Water and the West: The Colorado River Compact and the Politics of Water in the American West. By Norris Hundley, Jr. Berkeley: University of California Press, 1975. Bibliography. Illustrations. Index. Maps. Notes. 417 pages. $20.00.

Reviewed by Lawrence B. Lee, Professor of History, San Jose State University.

This absorbing historical monograph describes the origins and implementation of the famous Colorado River Compact which headed off one of those legendary Western water wars with a “treaty” that divided the waters of the Colorado River “equitably” between upper and lower basin states and brought Hoover Dam into being. The adversaries in the potential war were: (1) the upper basin states, which anticipated that, under the water law doctrine of “prior appropriation,” they would lose coveted water rights for irrigation agriculture even though they were the states of origin for most of the Colorado River flow; (2) California reclamation interests in Imperial Valley, which desired flood control benefits as well as an All American Canal; (3) Los Angeles commercial interests and city bureaucrats who sought new sources of domestic water and electric power; (4) in addition, the federal Reclamation Service under director Arthur Powell Davis sought to erect a giant multi-purpose dam at Boulder Canyon which would serve California’s interests and ostensibly give Arizona and Nevada their fair share of Colorado River benefits.

This narrative is of particular interest to the residents of metropolitan San Diego because San Diego leaders were in at the beginning with the formation of the League of the Southwest.
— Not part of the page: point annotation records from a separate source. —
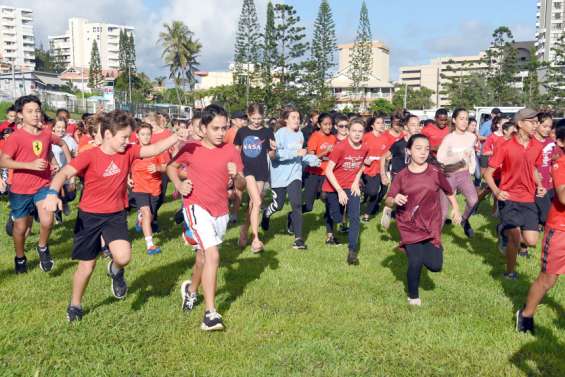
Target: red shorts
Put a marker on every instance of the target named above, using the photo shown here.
(553, 252)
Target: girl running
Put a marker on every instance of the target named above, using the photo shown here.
(416, 194)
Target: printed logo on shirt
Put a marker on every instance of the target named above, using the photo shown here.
(111, 170)
(252, 146)
(37, 147)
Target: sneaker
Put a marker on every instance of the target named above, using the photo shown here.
(74, 313)
(511, 275)
(299, 244)
(153, 250)
(212, 322)
(414, 302)
(265, 222)
(332, 241)
(188, 299)
(352, 259)
(119, 285)
(45, 261)
(524, 324)
(469, 232)
(21, 265)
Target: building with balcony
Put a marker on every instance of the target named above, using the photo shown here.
(73, 48)
(17, 42)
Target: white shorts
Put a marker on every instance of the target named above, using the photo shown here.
(208, 230)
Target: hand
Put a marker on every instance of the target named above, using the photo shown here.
(456, 216)
(152, 169)
(52, 203)
(232, 169)
(502, 196)
(400, 200)
(184, 188)
(38, 165)
(342, 197)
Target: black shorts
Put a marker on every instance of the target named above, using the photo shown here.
(518, 215)
(544, 204)
(143, 199)
(90, 226)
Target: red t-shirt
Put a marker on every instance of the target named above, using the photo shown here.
(517, 164)
(556, 216)
(377, 146)
(348, 161)
(105, 178)
(143, 181)
(23, 146)
(317, 143)
(418, 219)
(208, 171)
(435, 134)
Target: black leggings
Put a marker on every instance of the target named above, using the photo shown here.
(421, 254)
(294, 191)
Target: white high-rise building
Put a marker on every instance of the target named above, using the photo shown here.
(550, 24)
(74, 47)
(17, 43)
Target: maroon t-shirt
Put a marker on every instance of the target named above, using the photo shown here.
(420, 218)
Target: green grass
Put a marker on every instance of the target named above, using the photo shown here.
(288, 313)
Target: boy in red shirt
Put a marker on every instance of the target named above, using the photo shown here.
(211, 165)
(553, 245)
(105, 170)
(146, 177)
(27, 153)
(342, 187)
(520, 182)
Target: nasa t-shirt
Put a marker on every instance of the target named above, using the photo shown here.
(255, 144)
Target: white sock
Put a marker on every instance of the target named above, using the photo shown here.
(149, 241)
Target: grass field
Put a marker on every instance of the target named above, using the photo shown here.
(288, 313)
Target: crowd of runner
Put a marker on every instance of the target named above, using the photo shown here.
(112, 163)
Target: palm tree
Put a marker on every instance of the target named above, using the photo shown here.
(180, 53)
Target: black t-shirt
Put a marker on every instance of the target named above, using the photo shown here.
(398, 152)
(255, 144)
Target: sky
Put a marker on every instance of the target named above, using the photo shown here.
(414, 30)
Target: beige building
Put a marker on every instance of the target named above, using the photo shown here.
(74, 47)
(378, 85)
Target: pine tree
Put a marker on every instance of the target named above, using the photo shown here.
(95, 77)
(247, 40)
(324, 46)
(361, 60)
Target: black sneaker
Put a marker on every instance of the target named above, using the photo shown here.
(188, 299)
(299, 244)
(524, 324)
(119, 285)
(332, 241)
(21, 265)
(45, 261)
(352, 259)
(469, 232)
(74, 313)
(265, 222)
(212, 322)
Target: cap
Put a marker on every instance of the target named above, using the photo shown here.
(525, 114)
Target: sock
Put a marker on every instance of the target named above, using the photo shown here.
(149, 241)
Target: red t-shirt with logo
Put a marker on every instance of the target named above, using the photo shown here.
(317, 143)
(207, 169)
(556, 216)
(348, 161)
(105, 178)
(23, 146)
(517, 165)
(377, 147)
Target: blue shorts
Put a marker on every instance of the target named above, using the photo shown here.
(23, 205)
Also Hoover Dam and the auxiliary infrastructure have provided the water and power resource base for San Diego and Southern California’s spectacular growth since World War II days. The League of the Southwest, the brainchild of San Diego promoter Arnold Kruckman, launched its developmental program for the Southwestern states with a gala convention at the Hotel del Coronado in November, 1917. The fourth meeting (Denver) of the League, now a single-issue organization dedicated to the development of the Colorado River, was the occasion for Colorado lawyer Delph Carpenter’s proposal that the Colorado River states create a compact or interstate treaty under Article I Section 10 of the U.S. Constitution. Ingenuity and a spirit of compromise distinguished the settlement of these knotty issues. The famed Santa Fe conference (1922) that put the Compact together under the leadership of Secretary of Commerce Herbert Hoover proved successful when the delegates agreed on a formula for dividing the waters. The upper basin states finally guaranteed that a minimum of 7,500,000 acre-feet of the Colorado water would be available annually for the downriver states. Then the upper basin states persuaded California to accept a fixed proportion of this amount, pegged at 4,400,000 acre-feet, in the Boulder Canyon Project Act (1928) which authorized Hoover Dam.

The long term results of this experiment in interstate cooperation have proved to be spectacularly successful with the construction of Hoover Dam, then Parker Dam, the Metropolitan Water District’s aqueduct and the completion of the All American Canal. Currently, the average Californian cognizant of the Colorado River epic assumes the vision of the authors of the Compact was 20/20 and right on the mark. Norri Hundley, however, points up paradoxical developments never envisioned in the 1920s, Arizona seemingly could not rely on the compact to get its fair share of lower basin water and resorted to endless litigation, concluding with the Supreme Court decision in Arizona vs. California (1963) which finally set limits to California’s enormous thirst for Colorado waters. Ironically the Compact sought to prevent litigation through cooperation. Furthermore, this decision found the Supreme Court taking liberties with the history of Western water law and decreeing that Congress could apportion water among the states, even allowing Federal claims to unappropriated waters within the states. Incidentally this judgment provoked today’s states rights conflict between the California Water Project and the U. S. Bureau of Reclamation. Nor did the vision of the 1920s encompass contemporary excessive demands of water to meet Indian claims or to assure Colorado River purity in Baja California. The future holds further impossible drafts upon the waters of the Colorado to meet the hydraulic needs of the oil shale and coal mining industries, as well as power generating plants. Then too, the claims of the burgeoning metropolitan areas in all three lower Colorado River states will be immense.

This is an impressive contribution to the growing body of historical literature dealing with arid land reclamation and water resources. Hundley’s scholarship is outstanding and the documentary underpinnings are monumental. The scholarly apparatus does not interfere with the clearly delineated narrative, heightened by dramatic biographical sketches of the actors in the unfolding plot. Hundley’s single greatest achievement is his discovery of the Supreme Court in historical error in the Arizona vs. California decision. His most relevant contribution is his exposure of the Colorado River Commissioners’ myopia respecting Indians and environmental claims.